Éditions Albin Michel, 2021

ISBN 9782226465382

180 p.

17,90 €


Un jeune homme de 28 ans fait face à un peloton d’exécution.
Nous sommes en 1964, au Congo, à Stanleyville (ancien nom de Kisangani) tombé sous la coupe de rebelles qui ont pris des centaines d’otages belges et étrangers.
Ce jeune homme est le Consul de Belgique au Congo. Depuis des jours, il fait office de négociateur et s’efforce d’assurer la survie des autres otages en palabrant sans fin avec les différents chefs de la rébellion. Ce jour-là, quelque chose a mal tourné, et le voici aux portes de la mort.
Face aux fusils levés contre lui, respectant le cliché selon lequel on verrait défiler son passé à l’instant de sa mort, il revient sur sa courte vie pour essayer de comprendre ce qui a pu le conduire à une telle extrémité.


Ce jeune homme, c’est Patrick Nothomb.

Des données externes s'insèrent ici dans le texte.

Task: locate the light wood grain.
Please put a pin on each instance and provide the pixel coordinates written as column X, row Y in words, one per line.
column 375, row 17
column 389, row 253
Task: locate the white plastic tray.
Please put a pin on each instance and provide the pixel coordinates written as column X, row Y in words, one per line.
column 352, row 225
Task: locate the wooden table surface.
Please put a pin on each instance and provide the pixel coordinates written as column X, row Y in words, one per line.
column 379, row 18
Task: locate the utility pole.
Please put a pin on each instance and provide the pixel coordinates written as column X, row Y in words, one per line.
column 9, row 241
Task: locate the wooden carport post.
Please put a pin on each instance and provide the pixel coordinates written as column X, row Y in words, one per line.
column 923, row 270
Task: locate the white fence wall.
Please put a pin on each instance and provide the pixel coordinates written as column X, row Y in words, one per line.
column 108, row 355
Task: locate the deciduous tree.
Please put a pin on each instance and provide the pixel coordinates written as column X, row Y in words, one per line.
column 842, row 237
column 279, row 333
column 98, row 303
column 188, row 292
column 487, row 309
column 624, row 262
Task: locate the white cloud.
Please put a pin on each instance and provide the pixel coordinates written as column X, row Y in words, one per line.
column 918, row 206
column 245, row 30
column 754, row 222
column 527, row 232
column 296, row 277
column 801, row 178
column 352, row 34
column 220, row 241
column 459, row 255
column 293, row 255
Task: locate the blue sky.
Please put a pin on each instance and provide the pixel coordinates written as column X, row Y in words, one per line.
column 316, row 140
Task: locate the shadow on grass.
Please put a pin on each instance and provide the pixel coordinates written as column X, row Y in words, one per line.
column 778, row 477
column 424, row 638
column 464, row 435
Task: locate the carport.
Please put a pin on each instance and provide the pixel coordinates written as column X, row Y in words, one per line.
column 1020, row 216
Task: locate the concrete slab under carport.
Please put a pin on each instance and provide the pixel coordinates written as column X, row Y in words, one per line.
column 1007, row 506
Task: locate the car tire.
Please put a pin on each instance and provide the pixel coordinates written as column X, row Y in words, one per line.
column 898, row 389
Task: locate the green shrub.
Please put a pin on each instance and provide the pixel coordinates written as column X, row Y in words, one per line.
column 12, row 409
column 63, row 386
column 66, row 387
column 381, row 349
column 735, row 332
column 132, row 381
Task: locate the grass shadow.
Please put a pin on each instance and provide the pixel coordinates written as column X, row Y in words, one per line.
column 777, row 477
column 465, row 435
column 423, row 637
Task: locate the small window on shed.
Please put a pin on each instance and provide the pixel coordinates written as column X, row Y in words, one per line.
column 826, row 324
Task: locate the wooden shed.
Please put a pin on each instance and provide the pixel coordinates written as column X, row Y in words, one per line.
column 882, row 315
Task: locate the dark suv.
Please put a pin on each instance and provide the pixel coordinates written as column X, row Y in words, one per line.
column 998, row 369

Futur papa d’Amélie. Premier sang est évidemment à prendre avant tout comme un hommage au père, disparu en mars 2020 (et non pas devant le peloton d’exécution en 1964, sans quoi nous n’aurions jamais lu les livres de sa fille).
Ce trentième livre s’inscrit de fait dans la veine intimiste de la romancière belge, qui a donné quelques-uns de ses plus beaux livres (Le Sabotage amoureux, Stupeur et tremblements, La Nostalgie heureuse). En découvrant de quoi il y était question, j’en ai donc attendu beaucoup, espérant l’un de ces bons crus dont Nothomb peut, à l’occasion, nous gratifier.
C’est, hélas, une relative déception.

Passées les premières pages, assorties d’une petite référence à Dostoïevski pour faire bien, le roman rembobine afin de rallier l’enfance de Patrick. Où l’on découvre un petit garçon gracieux et fragile, orphelin très tôt de père, délaissé par sa mère qui confie son éducation à ses parents. Très vite exaspéré par les manières de poupée de porcelaine de l’enfant, le grand-père décide de profiter de vacances scolaires pour l’envoyer s’endurcir du côté de la branche paternelle de la famille : les Nothomb.
S’endurcir n’est pas un vain mot, car cette partie de l’arbre généalogique s’avère un panier d’affreux crabes, une tribu composée d’une tripotée de gamins crasseux et mal élevés, à peine nourris par un patriarche poète à ses heures et totalement allumé le reste du temps.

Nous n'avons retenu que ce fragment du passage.